There is a confluence of events in Germany that seem to be aimed at reshaping the banking industry there. The headline story of course, is the growing support by the German government to coordinate or aid in helping Deutsche Bank (DB). Deutsche Bank has been in decline for years, after having built a large international investment banking business with heavy exposure to securities trading. This created significant leverage on a balance sheet that had little to no transparency. In recent years the balance sheet has been gradually if erratically shrinking, and capital is up modestly. However it is fair to note that the year-end 2009 total assets were €1.50 trillion compared to the current balance of €1.38 trillion, which has seen undulations in that time. This dwarfs the asset size of Commerzbank, which had only €493 billion in assets at 3Q18, of which only €41 billion were derivatives, compared to the €323 billion in derivatives at Deutsche Bank.

Not only does DB pose some questions around balance sheet risk, but the company has been materially challenged to break-even in the last couple years. In fact, the last profitable year for DB was fiscal year 2014 and the last twelve months earnings are negative as well. Commerzbank by contrast, has generated positive though modest returns since it reported small losses in 2012.
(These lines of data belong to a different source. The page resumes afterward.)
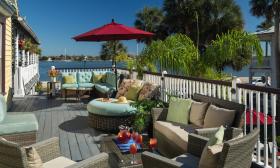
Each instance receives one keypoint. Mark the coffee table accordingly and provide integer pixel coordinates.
(119, 159)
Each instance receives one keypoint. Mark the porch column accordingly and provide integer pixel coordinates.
(23, 57)
(27, 58)
(16, 52)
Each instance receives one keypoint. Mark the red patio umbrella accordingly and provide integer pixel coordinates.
(111, 32)
(261, 116)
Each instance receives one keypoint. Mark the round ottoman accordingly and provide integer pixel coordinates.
(108, 116)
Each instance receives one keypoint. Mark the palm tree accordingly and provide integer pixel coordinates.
(270, 10)
(214, 18)
(151, 19)
(110, 49)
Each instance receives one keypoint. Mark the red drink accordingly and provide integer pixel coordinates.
(133, 149)
(139, 139)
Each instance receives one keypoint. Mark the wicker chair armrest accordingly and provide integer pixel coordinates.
(196, 144)
(229, 132)
(206, 132)
(48, 149)
(101, 161)
(153, 160)
(159, 114)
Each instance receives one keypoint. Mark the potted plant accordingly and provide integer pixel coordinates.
(38, 88)
(143, 119)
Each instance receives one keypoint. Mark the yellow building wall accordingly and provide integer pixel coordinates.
(8, 61)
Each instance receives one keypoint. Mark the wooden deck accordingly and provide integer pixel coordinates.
(66, 120)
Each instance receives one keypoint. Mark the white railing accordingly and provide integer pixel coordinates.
(255, 98)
The news from this week held few meaningful revelations other than the fact that officials in Germany are discussing altering laws or accounting rules that would allow DB to enter into a merger where mark-to-market charges would not require a taxable event to occur. This news helped DB debt and equity securities see a pop up in valuations, given the higher likelihood of a workable plan. Nevertheless, this also confirms that the bank could have large unrealized losses that will eventually require some kind of charge.
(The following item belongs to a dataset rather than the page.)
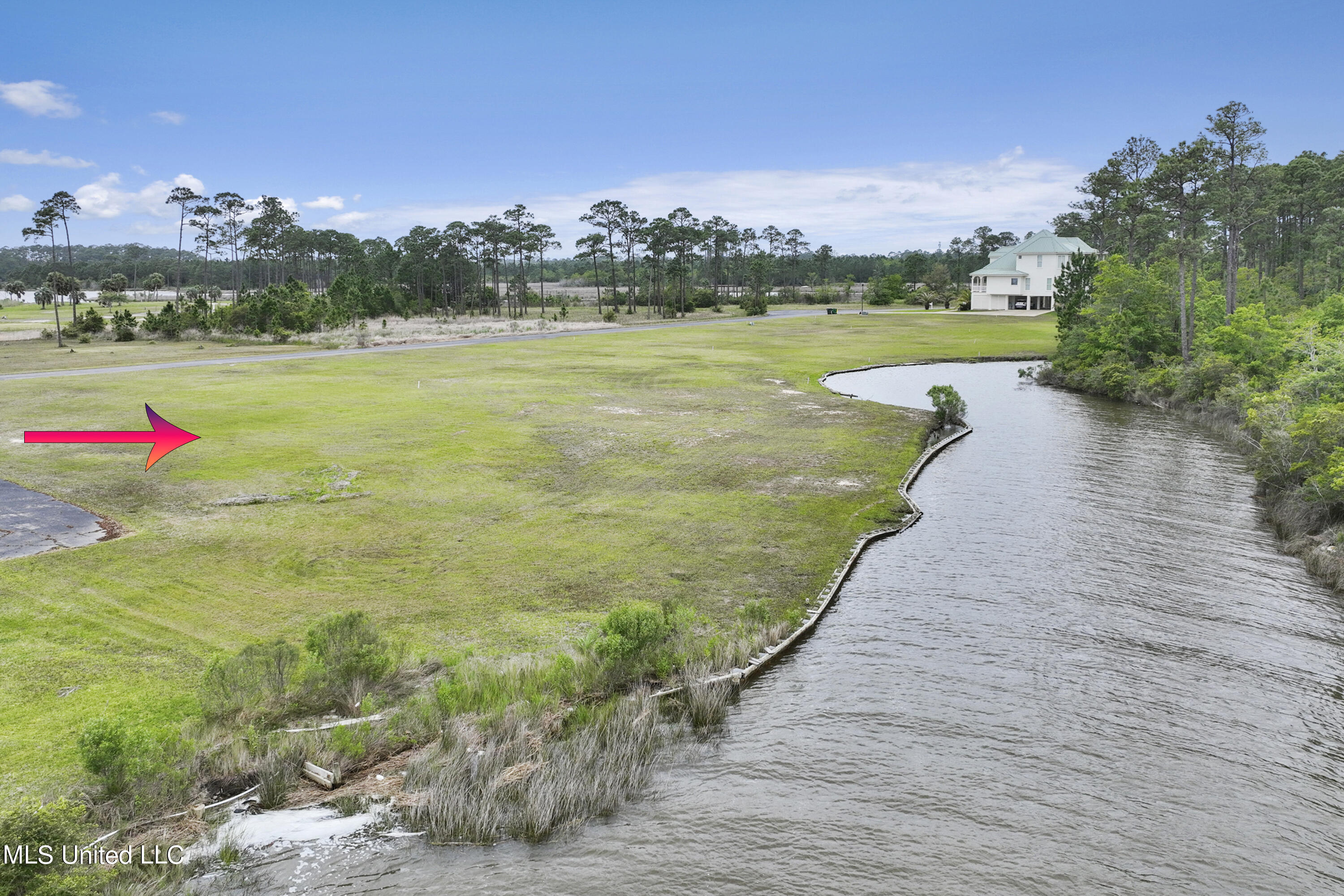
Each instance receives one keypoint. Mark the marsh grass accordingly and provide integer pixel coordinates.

While nothing official seems close to being proposed, there is some risk that not all DB bonds will be treated the same. Any bonds issued from the US bank branch could face the wrong side of a ring-fence. First, consider that with the German government involvement, it will face the least amount of political and ECB resistance if the actions taken on behalf of DB are for the greater good of the German market. This could require a ring-fence of German banking assets and thereby leave the New York and London branches outside that shell. The NY branch has been the issuer of a number of bonds, such as the Oct 1st sale of the “long” 2-year DB 4.25% ’21 at +148 bp, but now trades +245 bp.  For the short time to maturity, this seems like a solid value at these levels. As we highlighted in our “2019 Outlook” call and note, the Yankee banks seem to be well-oversold at this point. Another interesting play could finally be the DB 7.50%, though they have risen 3 points to $85 since the news first broke. Given our thoughts on the risk of ring-fencing, we favor these notes given the German domicile for the legal issuing entity.

Landesbanken are bad on their own, so why not merge them?
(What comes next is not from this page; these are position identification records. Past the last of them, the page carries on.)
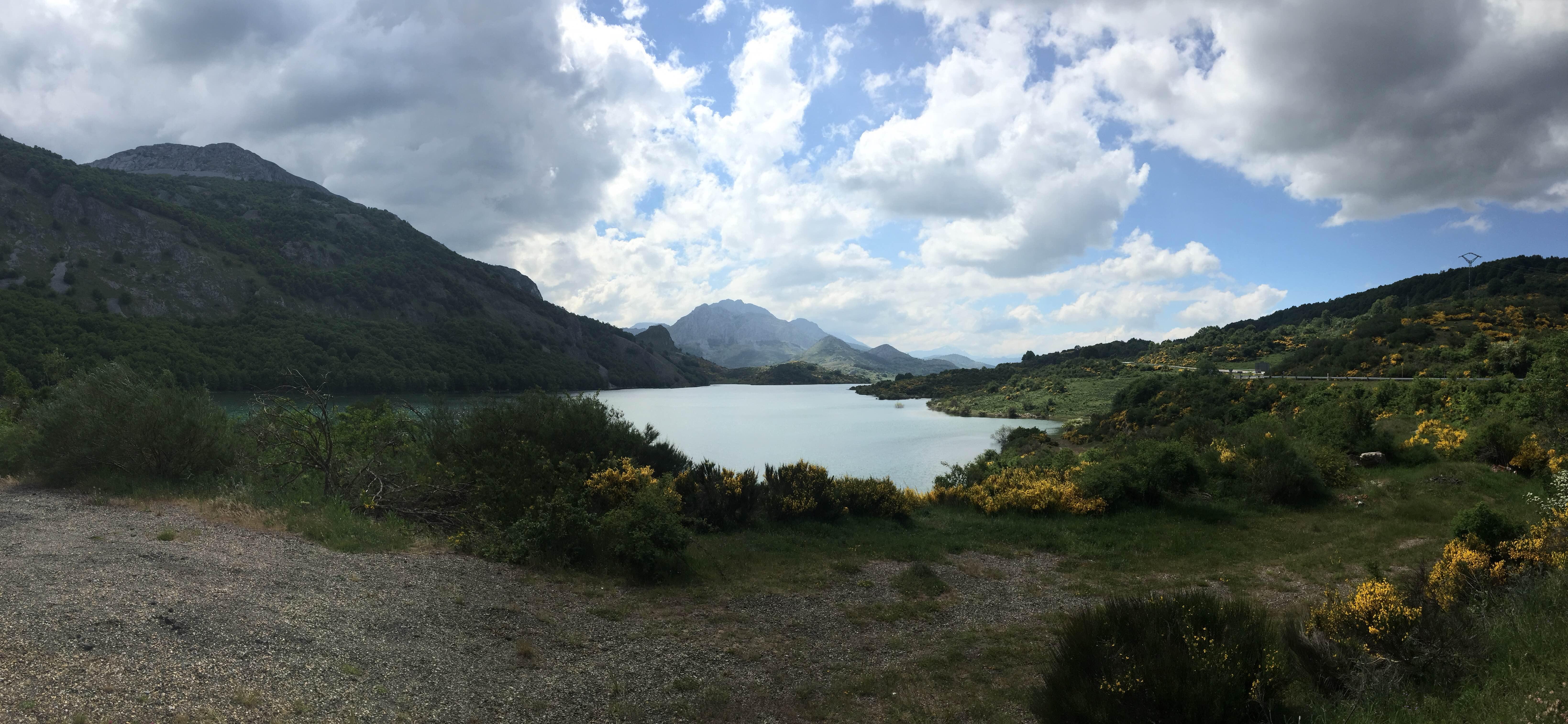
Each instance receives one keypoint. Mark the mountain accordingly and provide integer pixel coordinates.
(226, 270)
(879, 363)
(962, 363)
(949, 353)
(736, 334)
(223, 161)
(1490, 322)
(811, 330)
(640, 327)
For decades the German banking system was supplemented – or hindered depending on perspective – by the local state-owned and state-guaranteed Landesbanken. These publicly-owned institutions were designed to service commercial lending needs and the greater public purpose. The greater good was harder to service after the financial crisis when guarantees on debt obligations expired and banks took large losses on US MBS holdings and even Iceland bank bonds. The more recent collapse of the shipping finance market left HSH Nordbank and Commerzbank holding billions in toxic loans. HSH was broken up with the “good bank” slated for a sale, which may end up as part of the larger amalgamation. NordLB has been reviewing a list of potential bidders, which could potentially bring it together with Helalba, and then ultimately with other Landesbanken.

Assuming the Landesbanken group can be cleaned-up and “zombie assets” are shed, that will help drive more lending again, which has positive implications for the German economy, though could create a more meaningful challenge for a Deutsche-Commerzbank entity.